La modération de l'économie mondiale est aussi un baume pour l'économie américaine en freinant la hausse du coût des ressources, dont l'essence à la pompe et celles de l'inflation et des taux, indique Allen Sinai, président de Decision Economics, qui prévoit une accélération de l'économie américaine de 2,2 % en 2014 à 3,5 %, l'an prochain.
Le dollar américain s’apprécie aussi parce qu’on se rapproche de la première hausse du taux directeur par la Fed depuis 2006, rappelle Michael Harnett, stratège en chef de Bank of America Merrill Lynch.

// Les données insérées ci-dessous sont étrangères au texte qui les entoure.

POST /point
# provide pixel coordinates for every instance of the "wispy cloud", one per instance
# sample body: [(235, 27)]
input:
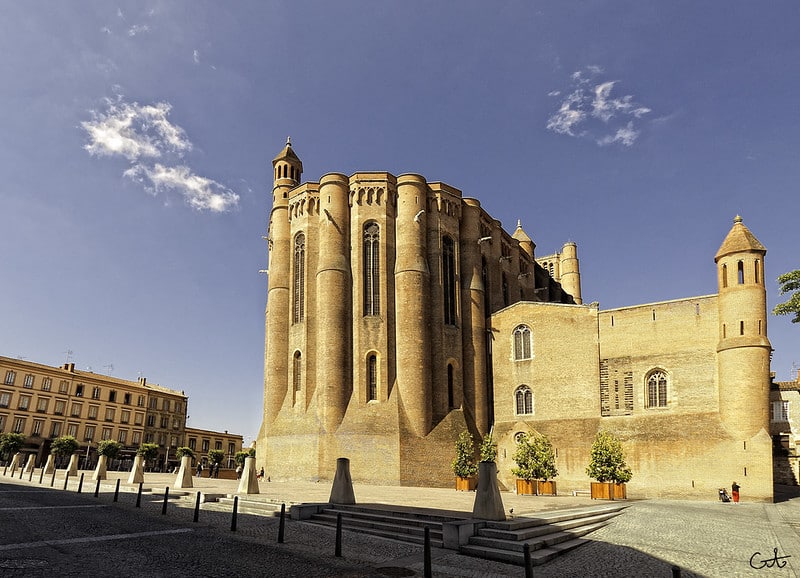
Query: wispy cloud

Cela dirige des capitaux vers les États-Unis à la recherche de rendement.
Le dernier encan d'obligations du Trésor américain a attiré le plus d'acheteurs étrangers depuis février, selon Bloomberg.
Les obligations américaines de trois ans procurent un rendement d'un pourcent supérieur aux obligations allemandes de même échéance, pour la première fois depuis 2006, donne en exemple M. Harnett.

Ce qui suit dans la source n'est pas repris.